話せるブログ 第31回 物語「アゴが歪んできた!?低いかぶせ物が引き起こした問題」(第2話)」

この連載について
一人ひとりの答えが違う歯科医療。そんな中、話せる歯科医は、患者さんの言いなりでもなく、自分勝手でもない。科学的な根拠も大事だけど、ときに感覚やあいまいさを優先する。ではいったいどんな歯科医が話せる歯科医なのか? 私、内藤の経験や物語をとおして、話せる歯科医をひも解いていきます。

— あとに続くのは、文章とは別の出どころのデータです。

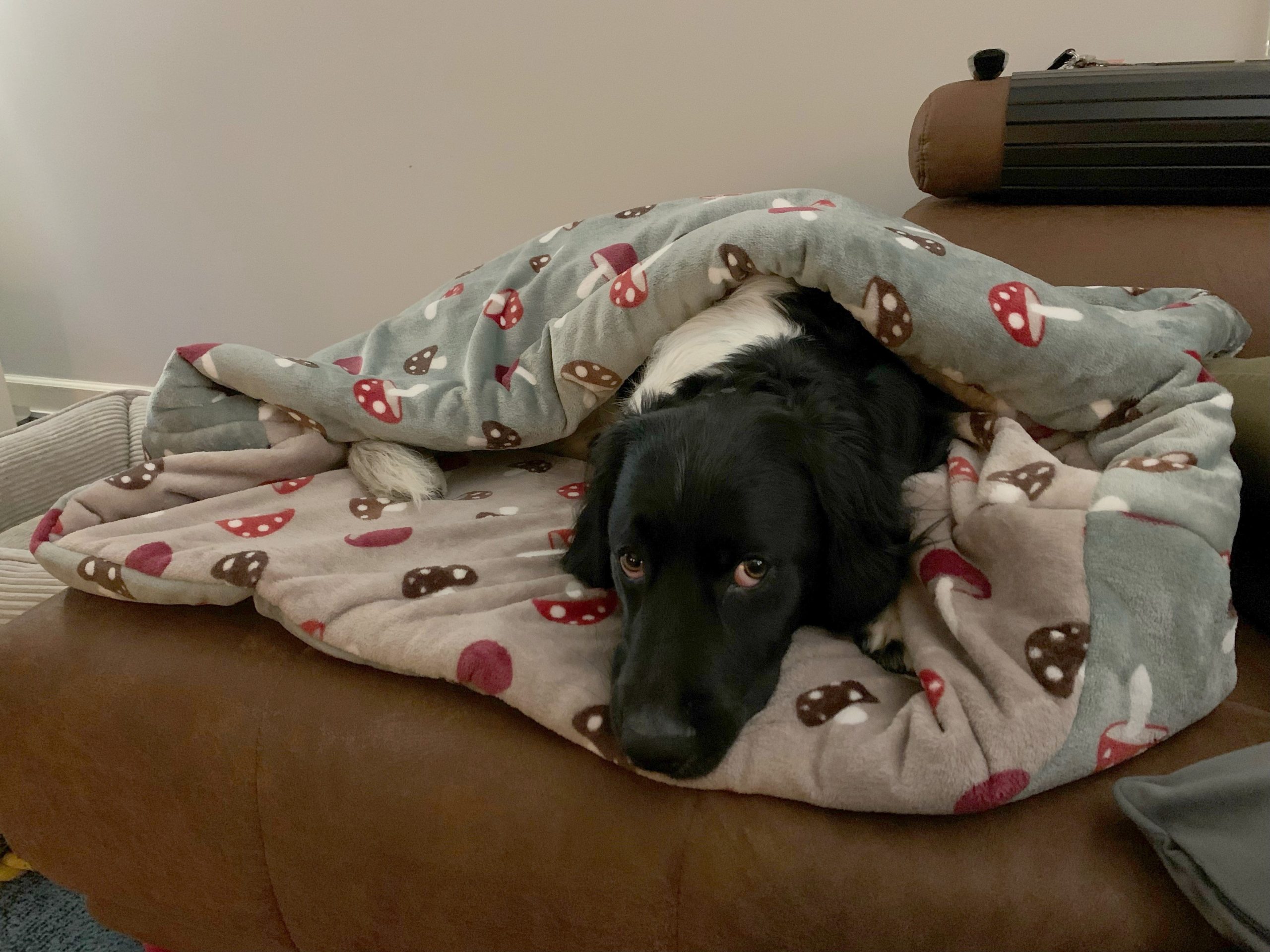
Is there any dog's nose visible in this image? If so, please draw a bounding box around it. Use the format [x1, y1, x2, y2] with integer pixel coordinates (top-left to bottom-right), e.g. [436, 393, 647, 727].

ここには、これからの歯科医療における答えの決め方のヒントがあるはずです。

前回のおさらい(→第30回へ

数年ぶりに来院された
吉沢さんのアゴは右にずれ、
右下の前歯の歯並びが変化していた。

なぜそのような変化が
起こってしまったのか?

吉沢さんの
口の中の状態として、
右下の第一大臼歯の欠損だけでなく、
右上の第二大臼歯に低くて小さい
不自然なかぶせ物が入っており、
さらに右下第二小臼歯にも
低くて小さい不自然なかぶせ物が入っていた。

ざっくり言ったら、
右側の奥歯に
不自然なかぶせものが
入ってることと、
奥歯を1本失っていることにより、
右側の咬み合わせが低い
状態だということ。

それに加えて、吉沢さんは、
歯ぎしりと食いしばりの癖がある。
それも口の中の様子を見ると分かる。

そのような癖がある方は特に、
一番奥の咬み合わせが低く、
その状態が続くと、
咬み合わせの低い方に、
アゴがズレていくことがある。

だから吉沢さんの場合には、
右側にズレた。
厳密にいったら、
右後ろにズレていた。

ではなぜ咬み合わせが
低くなるような不自然な
かぶせ物が入っているのか?

原因の一つとして、
かぶせ物を入れるときに、
歯科医が患者さんの感覚に
頼りすぎている場合がある。

患者さんの感覚に頼り、
短期的な目線で
患者さんの訴える違和感を
取ることばかりを目的とすると、
咬み合わせが低くなって
しまうときがある。
そのような治療の連続は、
長期的にみると良くない
結果を引き起こす場合がある。

その良くない結果の一つが、
今回の吉沢さんのような
アゴのズレや歯並びの変化だ。

その時々で
患者さんの訴えに真摯に応ようと
一生懸命やっている
歯科医の立場からすると
そんなの関係ないと
思いたいことかもしれない。

しかし吉沢さんの場合、
入っているかぶせ物と
アゴのズレや、
右下前歯の歯並びの変化が
関係していることは
疑いようのない事実だった。

「かぶせ物で、そんな変化が
起こってきちゃうんですね。」

吉沢さんは、
徐々に自身の現状を
理解できてきた様子だった。

「じゃあまずかぶせ物を
変えなきゃですよね?
かぶせ物を変えたら
アゴのズレも治って、
ちゃんと咬めますか?
下の前歯の歯並びも治りますか?」

「そうですね。
確かにかぶせ物は
変えなければなりません。
まずは仮歯をつくって、
確かめていきましょう。
正直なところ、
やってみないとはっきり

したことは言えませんが、
かぶせ物を変えるだけで、

下の前歯の歯並びも含めて
治る可能性は十分にあると思いますよ。」

私は、期待する吉沢さんにそう伝えた。

咬み合わせの治療は
結果の予測が、
不確実な状態で、
進んでいくこともある。
だから普段私は、
あまり患者さんに過度な期待を
持たせるようなことは言わない。
結果予測については
慎重に伝えるようにしている。

困っている患者さんからしたら、
私たち歯科医の伝え方で
決断が左右されることも多いと考えるからだ。
だから歯科医は、
できるだけ誤解を与えないような
伝え方をしなければならない。

ただ今回、
吉沢さんの場合には、
確実とまではいかないが、
かぶせ物を変えるだけで、
良い結果になる可能性が高いと予想した。

だから私は今回少しだけ、
吉沢さんが治療に対して
前向きになれるような
伝え方をすることにした。

(次回に続く)

※ここでの物語はすべて実話に基づいていますが、登場する方々の氏名は仮名であり、個人が特定されないように配慮をしている点をご理解ください。